The program allows wealthy foreign investors to get on the fast track for U.S. residency if they plunk down cash to support a growing company.
Foreigners who invest up to $1 million in certain U.S. businesses — or just $500,000 in a depressed area — can qualify for legal permanent residency and a “green card” that lets them live and work here indefinitely.
The investment must create or preserve at least 10 full-time jobs within two years, after which the investor can apply for a green card.
The program has given rise to widespread complaints of fraud and abuse. Several projects across the country have gone bust, leaving investors without money or green cards . . .
A Reuters investigation in 2010 found that thousands of immigrants have been burned by misrepresentations that EB-5 promoters make about the program.
Fortune magazine found that EB-5 investments are typically sold through unregistered securities offerings and rarely involve financial brokers, so deal documents receive no scrutiny from the Securities and Exchange Commission and face little due diligence.
“Because the EB-5 industry is virtually unregulated, it has become a magnet for amateurs, pipe-dreamers, and charlatans, who see it as an easy way to score funding for ventures that banks would never touch,” the magazine wrote.
Flaherty & Collins had been negotiating since 2014 with CMB, an EB-5 regional center based in Rock Island, Ill., to get its project included.
CMB took on the project and issued fliers that touted its design and strong support from the city as key reasons it would succeed.
“The residential tower’s iconic cutting-edge design rivals the architecture of any development in the United States,” the flier said.
CMB officials said last week that it has raised more than $25 million for the project.
Despite criticism of EB-5 financing, Flaherty & Collins said it regards EB-5 as a solid source of funding.
“It’s not like drug money or something,” Collins said.
“To us, it’s just like any other lender,” Flaherty said . . .It's not like drug money or something?

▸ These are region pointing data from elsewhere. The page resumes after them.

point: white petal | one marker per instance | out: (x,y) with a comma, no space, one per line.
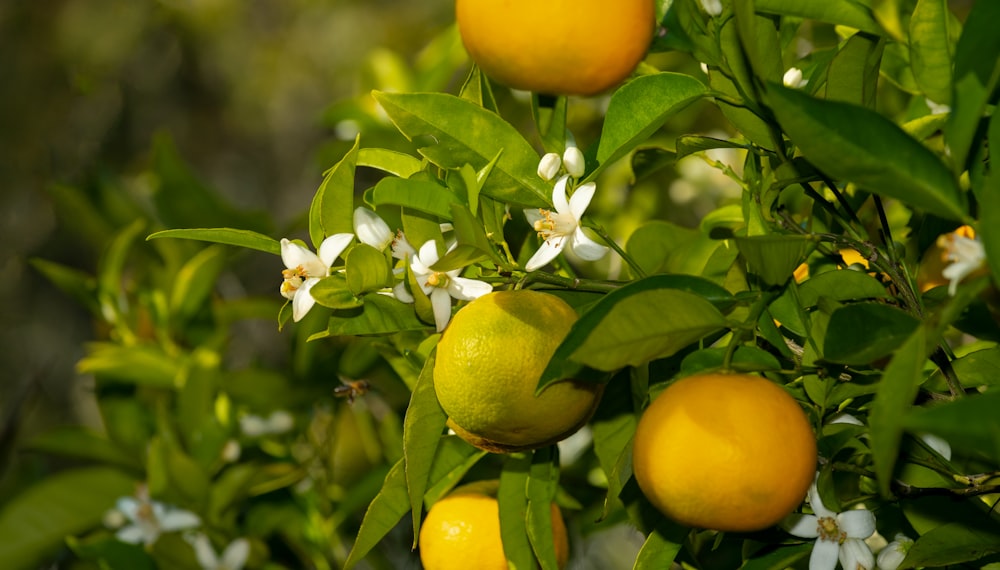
(236,554)
(586,248)
(857,524)
(856,555)
(399,291)
(371,229)
(179,519)
(134,534)
(204,552)
(574,161)
(580,200)
(330,250)
(467,289)
(441,304)
(303,300)
(546,253)
(824,556)
(294,255)
(802,526)
(548,166)
(559,195)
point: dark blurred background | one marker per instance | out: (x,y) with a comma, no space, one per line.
(244,91)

The truth is that Flaherty & Collins will have no idea where these investors got their money and won't care. As long as they're ponying up their $1 million contribution to an investment doomed to be a colossal failure, who cares where they got their money. The firm is ensured of making a large sum of money from development fees from the project so whether it succeeds or fails as a going concern is of no concern to them. It's other people's money, after all. One point that's not mentioned is there is an annual cap of 10,000 visas that can be issued each year under this program. That cap was reached for the current fiscal year on May 1, which means new visas won't become available until the next fiscal year begins on October 1.
The Star wasn't much concerned at the time, although Russell does include in his story the fact that Mayor Ballard's former deputy mayor of economic development, Deron Kitner, who brokered the deal between the City and Flaherty & Collins, is now working as the company's general counsel. It's just a free-for-all with this administration. Ballard has been assured federal and local prosecutors won't investigate the rampant public corruption in his administration so they're just raping and pillaging taxpayers at will until his term ends at the end of the year.
UPDATE: The New York Times had a story on Friday about the growing popularity of the EB-5 program. The story speaks very approvingly of the program, although it mentions how developers qualify many projects in economically booming areas as projects eligible for the lower investment threshold of $500,000 per investor by claiming nearby census tracts with higher unemployment rates. I suspect Flaherty & Collins did the same for their project, even though the luxury high-rise building is being built in an area that quite clearly is not economically-depressed. Hat tip to the reader who noticed this story.